Who: Advertising Standards Authority, TalkTalk Telecom Ltd trading as TalkTalk
When: 17 April 2013
Law stated as at: 2 May 2013
The ASA prevents a free for all.
The word “free” has always been a good way of getting the public’s attention. However, the Advertising Standards Authority (“ASA”) has always been keen to ensure that its power is not abused. The use of the term is therefore subject to strict rules in the ASA’s CAP and BCAP codes, covering both non-broadcast and broadcast advertising.
Unsurprisingly this keeps the ASA’s enforcement arm busy rapping the knuckles of advertisers whose use of the term has caused members of the public (or competitors) to cry foul.
A free box…?
One of the latest rulings of the ASA to be released concerns a TV ad and associated direct mailing for TalkTalk, both of which ran before Christmas 2012. The TV ad had a voiceover as follows:
“This Christmas unwrap TalkTalk’s amazing TV package with unlimited broadband and calls. Your free YouView box lets you pause, record and rewind all the Freeview channels you love”.
The commercial featured a picture of the box in question wrapped in ribbon, and text stating “FREE YouView Box”, with further superimposed text stating “…£50 installation fee”.
The direct mailing consisted of a letter and a leaflet. The letter stated
“Today, we are very pleased to offer you as a valued Plus customer, TV with a Free YouView Box… Register to receive your free YouView Box. Please take the time to read the enclosed leaflet to find out how to register to receive your Free YouView Box”.
The small print stated, among other things “£50 engineer installation fee and terms & conditions apply”.
The leaflet had a headline stating “A FREE YouView Box for your home*”. The asterisk linked to small print, which had similar wording to the small print in the letter.
… or a fee for the box?
This promotion was the subject of a complaint to the ASA by a disgruntled recipient who felt that the claims that the YouView box was free were misleading, as there was a mandatory £50 engineer installation fee.
TalkTalk mounted a robust defence of their position, claiming that they had followed the ASA’s own guidance on the use of “Free” when setting up the offer (link to this at the bottom of the article).
• The TV package offered was established in the marketplace prior to the offer, and the price was not varied when the YouView Box was added, nor was the quality reduced (both no-no’s under the codes).
• The package could be purchased separately from the YouView box, in which case the price of the package would be the same.
• The engineer cost was a genuine cost solely related to the activation of the YouView box and had not been artificially inflated to recover the cost of the box. Both ads made clear that there was a £50 installation charge. Such a charge was standard industry practice.
• Clearcast – the body responsible for clearing adverts for broadcast – backed up TalkTalk’s position. They understood that the £50 installation fee was a one-off cost, and therefore complied with the ASA’s guidance on the use of “free”. The passage of this guidance quoted states “Other types of one-off, up-front costs, for example for both conditional purchase promotions and packages, one-off up-front costs incurred, for example, to buy equipment… do not negate claims that products or services supplied without subscription are ‘free’” (emphasis added).

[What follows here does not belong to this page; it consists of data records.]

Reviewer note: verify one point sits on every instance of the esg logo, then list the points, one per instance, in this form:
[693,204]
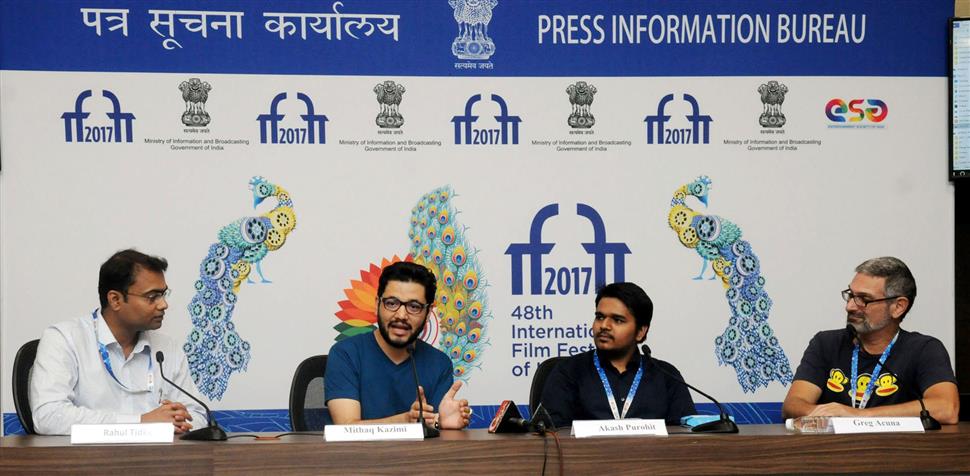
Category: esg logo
[837,110]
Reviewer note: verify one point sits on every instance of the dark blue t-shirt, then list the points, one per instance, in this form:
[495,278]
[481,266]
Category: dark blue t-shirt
[358,369]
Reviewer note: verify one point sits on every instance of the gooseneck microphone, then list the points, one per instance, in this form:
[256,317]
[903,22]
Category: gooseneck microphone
[722,425]
[213,432]
[429,432]
[929,423]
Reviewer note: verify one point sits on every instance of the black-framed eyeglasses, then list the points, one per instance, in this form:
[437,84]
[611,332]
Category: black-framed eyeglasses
[153,296]
[412,307]
[860,301]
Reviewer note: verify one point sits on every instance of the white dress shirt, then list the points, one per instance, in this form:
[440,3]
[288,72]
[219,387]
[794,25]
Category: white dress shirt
[71,383]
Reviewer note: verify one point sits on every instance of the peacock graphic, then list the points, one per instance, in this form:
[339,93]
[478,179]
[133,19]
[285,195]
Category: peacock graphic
[748,343]
[439,243]
[214,349]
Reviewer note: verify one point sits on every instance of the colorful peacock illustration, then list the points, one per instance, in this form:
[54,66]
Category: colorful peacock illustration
[748,343]
[214,349]
[439,242]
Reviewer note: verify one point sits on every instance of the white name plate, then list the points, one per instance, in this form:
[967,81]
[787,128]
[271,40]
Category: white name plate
[382,432]
[123,433]
[627,427]
[845,425]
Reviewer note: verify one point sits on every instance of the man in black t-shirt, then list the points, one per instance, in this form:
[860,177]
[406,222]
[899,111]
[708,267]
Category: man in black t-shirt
[575,390]
[882,370]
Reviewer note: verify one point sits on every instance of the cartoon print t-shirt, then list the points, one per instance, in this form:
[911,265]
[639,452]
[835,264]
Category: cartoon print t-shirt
[919,362]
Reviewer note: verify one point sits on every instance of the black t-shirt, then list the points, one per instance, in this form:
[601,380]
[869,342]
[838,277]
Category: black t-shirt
[918,361]
[574,391]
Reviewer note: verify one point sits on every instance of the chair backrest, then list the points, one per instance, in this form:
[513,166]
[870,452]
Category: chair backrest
[539,381]
[308,408]
[22,365]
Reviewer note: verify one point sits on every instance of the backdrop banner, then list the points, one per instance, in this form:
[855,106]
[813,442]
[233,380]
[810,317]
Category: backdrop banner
[737,159]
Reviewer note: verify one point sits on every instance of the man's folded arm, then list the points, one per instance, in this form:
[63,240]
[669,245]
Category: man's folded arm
[346,411]
[51,388]
[802,398]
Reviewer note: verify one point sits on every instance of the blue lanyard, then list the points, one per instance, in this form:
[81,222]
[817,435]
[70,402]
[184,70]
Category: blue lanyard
[103,350]
[609,391]
[875,373]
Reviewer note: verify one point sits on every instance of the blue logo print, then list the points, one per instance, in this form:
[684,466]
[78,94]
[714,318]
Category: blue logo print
[76,131]
[566,280]
[698,133]
[466,134]
[315,131]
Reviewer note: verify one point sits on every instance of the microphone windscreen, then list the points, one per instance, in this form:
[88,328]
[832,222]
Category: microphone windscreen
[502,423]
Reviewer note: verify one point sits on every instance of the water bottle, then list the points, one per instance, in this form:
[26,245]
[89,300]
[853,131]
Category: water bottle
[810,424]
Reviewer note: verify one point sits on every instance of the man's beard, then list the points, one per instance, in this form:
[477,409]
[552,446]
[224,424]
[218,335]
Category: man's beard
[382,327]
[864,326]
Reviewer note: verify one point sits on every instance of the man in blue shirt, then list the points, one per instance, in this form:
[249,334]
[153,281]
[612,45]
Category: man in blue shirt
[615,381]
[369,377]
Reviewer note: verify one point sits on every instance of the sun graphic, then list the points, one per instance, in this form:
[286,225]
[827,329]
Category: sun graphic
[358,313]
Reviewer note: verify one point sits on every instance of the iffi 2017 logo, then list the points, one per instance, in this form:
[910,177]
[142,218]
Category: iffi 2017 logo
[507,131]
[566,280]
[313,129]
[75,129]
[855,110]
[699,131]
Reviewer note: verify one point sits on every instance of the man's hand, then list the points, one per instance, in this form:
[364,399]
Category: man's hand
[454,414]
[414,414]
[173,412]
[835,409]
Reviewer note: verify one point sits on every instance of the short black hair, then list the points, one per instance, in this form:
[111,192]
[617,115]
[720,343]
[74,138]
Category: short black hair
[409,272]
[633,297]
[118,272]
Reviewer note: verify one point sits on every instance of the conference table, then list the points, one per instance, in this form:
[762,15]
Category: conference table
[756,449]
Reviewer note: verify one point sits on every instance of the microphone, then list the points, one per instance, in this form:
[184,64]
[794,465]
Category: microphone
[929,423]
[723,425]
[213,432]
[429,432]
[509,420]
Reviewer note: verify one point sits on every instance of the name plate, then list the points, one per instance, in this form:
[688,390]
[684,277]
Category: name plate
[382,432]
[123,433]
[627,427]
[844,425]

TalkTalk fail to get off scot-free
The ASA spent the best part of two paragraphs of its adjudication detailing why TalkTalk’s submissions above were correct. However, in a dramatic twist, the ASA then proceeded to uphold the complaint. TalkTalk’s defence foundered on the ASA’s conclusion that the YouView box and the £50 installation fee were “inextricably linked.”
The two key findings on which this was based were:
(a) the installation fee was payable to TalkTalk rather than a third party; and
(b) consumers who would have liked to install the box themselves would still have to pay the £50 installation fee.
Strict reading of the guidance?
On (a) the ASA relied on another part of its guidance note which follows on from the passage quoted by ClearCast, namely that “Other types of one-off, up-front costs, for example connection fees payable to a third party to activate an internet service, will also not negate claims that the internet service is free, provided the price payable has not been inflated to recover the cost of supplying the free service.” (emphasis added).
It seems that the ASA took a narrow reading of the guidance in this case. The paragraph in question in the help note might be read as indicating a wide exception for “one-off up-front costs” which it illustrates with examples (buying equipment; buying a telephone for a free phone line; buying digital receiving equipment to receive digital free-to-air channels; connection fees payable to a third party to activate an internet service). However, it seems that the given examples are to be interpreted strictly so the “third party” element must be present in the case of connection fees and similar scenarios for the exception to apply.
Why this matters:
The ASA continues to carefully police the use of “free”, and is prepared to take narrow readings of its own guidance where necessary to crack down on perceived abuses.
Set-up fees for otherwise free products which are payable directly to the advertiser rather than third parties should be treated with caution.